The land on which the Malakpur camp is located belongs to the forest department. According to Singh, rumours were spread that that free land parcels were being distributed at Malakpur.
The DM also alleged that local Muslims leaders were responsible for spreading these rumors, inducing people to leave. “We tried hard to stop them from coming. Many of those in the camps are landless and poor labourers.”
PK Singh claimed that many of them have returned to their villages. “Jats and Muslims have not turned enemies overnight. They were living together peacefully since a long time.”
Media accounts have similarly painted a rosy picture of Muzaffarnagar’s Jat-Muslim relations prior to the violence. But locals in Muzaffarnagar note that it has long been witness to instances of murder, robbery, eloping and violence, often among the two communities. In Muzaffarnagar, Jats are the main land-holders, and the Muslims are labourers, though some Muslims also possess small land holdings. Locals say that these issues were not played up communally, until recently, and piece together a narrative involving a bid by the BJP to lay stake to power in Uttar Pradesh and efforts by a local BJP MLA Hukum Singh to fan discontent against the minorities.

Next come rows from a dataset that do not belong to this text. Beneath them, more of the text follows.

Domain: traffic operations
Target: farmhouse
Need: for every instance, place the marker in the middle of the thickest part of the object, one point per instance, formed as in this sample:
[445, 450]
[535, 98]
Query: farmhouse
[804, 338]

Further, civil society teams which have been visiting the camps of the displaced have found that the mood on the ground was strongly against any return to the villages. For instance, a group of displaced Muslim women from Lisar village in Kandhla camp asserted that return was impossible since they feared for their lives. “They (the Jats) burnt our houses, next they will burn us,” said a pregnant Shabana whose house was burnt down. The women either wanted land in the city, or if at all have to live in villages, want to stay in Muslim majority areas.
The Muzaffarnagar District Magistrate Kaushal Raj Sharma said that barring nine villages that had faced the brunt of the violence, people were leaving the camps to stay with relatives or are buying land and building houses with the compensation they have been given. In Muzaffarnagar, government jobs are also being given to families which lost a member in the violence.
Though the government is engaged in aid and relief work and is trying to give an impression that it is facilitating the exit of people from the camps to resume their lives, the administrative apathy is visible. Three-year-old Nargis, who when we met her at Kandhla camp, was unable to walk because of malnutrition. The small camp dispensary where we saw her was attended by a young man who insisted that the mother to go to a big hospital, obtain a ‘sunvai’ and then get medicines and treatment.
The exact origins of the Muzaffarnagar violence are hard to pin down, but the sense that emerges was that an isolated incident— a skirmish, was given communal overtones for narrow political gains. It was the Muslim community which received the heaviest blow, caught unawares by an engineered violence, which ripped through the already tenuous social fabric which constitutes Muzaffarnagar society.